Além dos pequenos sinais de rádio, o Sputinik-1 também fez importantes estudos das propriedades da atmosfera, efeitos da microgravidade e da radiação solar, o que abriu caminho para o primeiro voo de um ser vivo para fora do planeta (a cadela Laika, em 1957), e a primeira missão tripulada (Yuri Gagarin, em 1961) — sem dúvida, a primeira grande conquista midiática dos esforços da corrida espacial.
Desde o sucesso do Sputinik, potências globais se envolveram em uma disputa pela soberania das pesquisas espaciais, em eventos dramáticos que só foram encerrados após o fim da Guerra Fria. Nas últimas décadas, a corrida espacial mudou de figura: não é mais encarada apenas como peça de propaganda ideológica e fonte de estudo científico, mas também como um mercado potencial, que ganhou também a companhia de empresas em busca de lucros e recursos.

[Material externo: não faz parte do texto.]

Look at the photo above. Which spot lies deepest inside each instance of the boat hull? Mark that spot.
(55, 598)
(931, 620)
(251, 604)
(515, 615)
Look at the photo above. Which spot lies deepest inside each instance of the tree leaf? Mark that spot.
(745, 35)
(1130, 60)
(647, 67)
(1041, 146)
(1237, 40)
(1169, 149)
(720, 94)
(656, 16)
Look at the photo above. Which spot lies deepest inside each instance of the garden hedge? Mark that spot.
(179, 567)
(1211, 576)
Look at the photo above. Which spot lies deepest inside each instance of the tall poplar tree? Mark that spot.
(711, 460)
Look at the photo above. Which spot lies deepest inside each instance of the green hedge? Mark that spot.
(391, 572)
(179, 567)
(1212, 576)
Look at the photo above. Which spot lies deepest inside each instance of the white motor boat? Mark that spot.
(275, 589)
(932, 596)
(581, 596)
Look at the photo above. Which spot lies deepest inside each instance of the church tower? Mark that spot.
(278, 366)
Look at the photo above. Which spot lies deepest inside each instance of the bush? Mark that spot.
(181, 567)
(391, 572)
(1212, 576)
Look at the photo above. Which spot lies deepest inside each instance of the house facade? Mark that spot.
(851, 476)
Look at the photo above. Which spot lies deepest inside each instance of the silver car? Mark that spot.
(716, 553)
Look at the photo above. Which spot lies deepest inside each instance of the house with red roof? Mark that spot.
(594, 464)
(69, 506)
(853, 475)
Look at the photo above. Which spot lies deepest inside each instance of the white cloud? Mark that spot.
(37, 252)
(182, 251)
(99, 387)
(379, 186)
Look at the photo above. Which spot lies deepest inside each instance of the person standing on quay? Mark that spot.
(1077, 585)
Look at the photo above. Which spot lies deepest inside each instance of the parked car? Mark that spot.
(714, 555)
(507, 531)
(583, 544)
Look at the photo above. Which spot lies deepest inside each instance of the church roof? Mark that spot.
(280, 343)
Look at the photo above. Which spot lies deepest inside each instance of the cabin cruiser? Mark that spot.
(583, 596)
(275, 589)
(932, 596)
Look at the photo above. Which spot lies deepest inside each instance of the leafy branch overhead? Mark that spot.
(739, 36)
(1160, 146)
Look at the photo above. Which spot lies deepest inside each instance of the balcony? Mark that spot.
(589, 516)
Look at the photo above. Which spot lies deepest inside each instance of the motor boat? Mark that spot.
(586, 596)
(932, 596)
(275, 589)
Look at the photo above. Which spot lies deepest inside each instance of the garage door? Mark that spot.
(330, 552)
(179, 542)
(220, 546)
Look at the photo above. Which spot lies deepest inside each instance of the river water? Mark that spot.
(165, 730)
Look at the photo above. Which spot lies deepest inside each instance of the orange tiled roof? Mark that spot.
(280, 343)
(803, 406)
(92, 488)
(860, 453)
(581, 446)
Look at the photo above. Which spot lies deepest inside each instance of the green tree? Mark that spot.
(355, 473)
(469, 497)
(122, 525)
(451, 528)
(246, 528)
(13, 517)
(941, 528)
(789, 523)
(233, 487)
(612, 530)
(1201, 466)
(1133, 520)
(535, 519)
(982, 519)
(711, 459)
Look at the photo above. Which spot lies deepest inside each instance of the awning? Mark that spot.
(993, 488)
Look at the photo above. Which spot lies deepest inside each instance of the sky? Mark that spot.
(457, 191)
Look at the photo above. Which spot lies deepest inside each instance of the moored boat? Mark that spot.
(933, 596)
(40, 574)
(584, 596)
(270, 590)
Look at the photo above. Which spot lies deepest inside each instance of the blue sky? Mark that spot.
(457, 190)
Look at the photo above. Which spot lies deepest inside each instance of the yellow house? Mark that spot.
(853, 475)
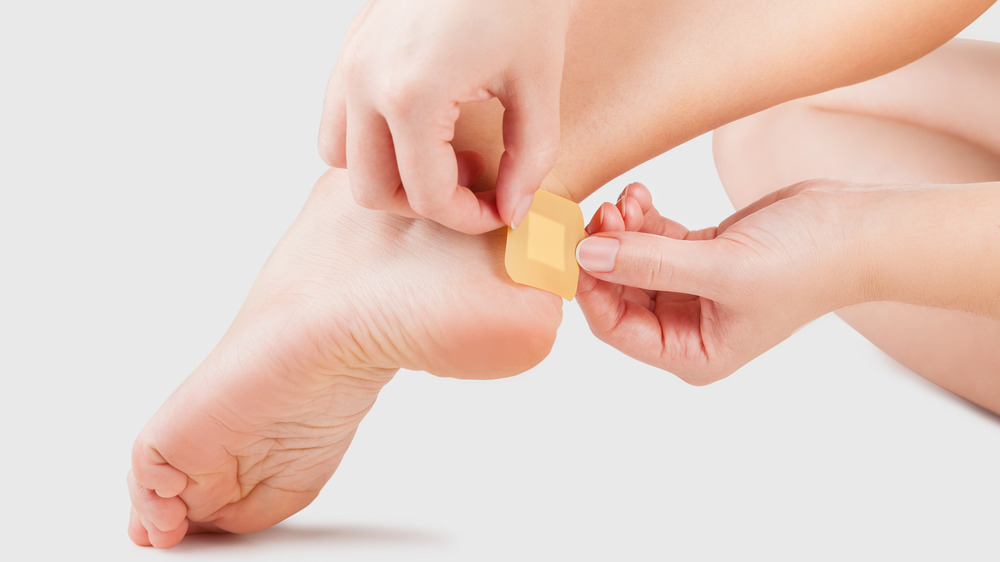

Não é por acaso, que especialistas enxergam que estamos vivendo uma nova corrida espacial, cujos resultados ainda são obscuros.
Como muitas das tecnologias que se popularizaram no século 20 — a exemplo da internet e dos smartphones — a corrida espacial e o lançamento de espaçonaves eram uma iniciativa militar. Os grandes foguetes que transportam artefatos e humanos para o espaço são herdeiros diretos dos grandes mísseis balísticos que nasceram como arma de dissuasão, como as ogivas nucleares. Os primeiros satélites também eram protótipos de dispositivos de espionagem que não podiam ser evitados.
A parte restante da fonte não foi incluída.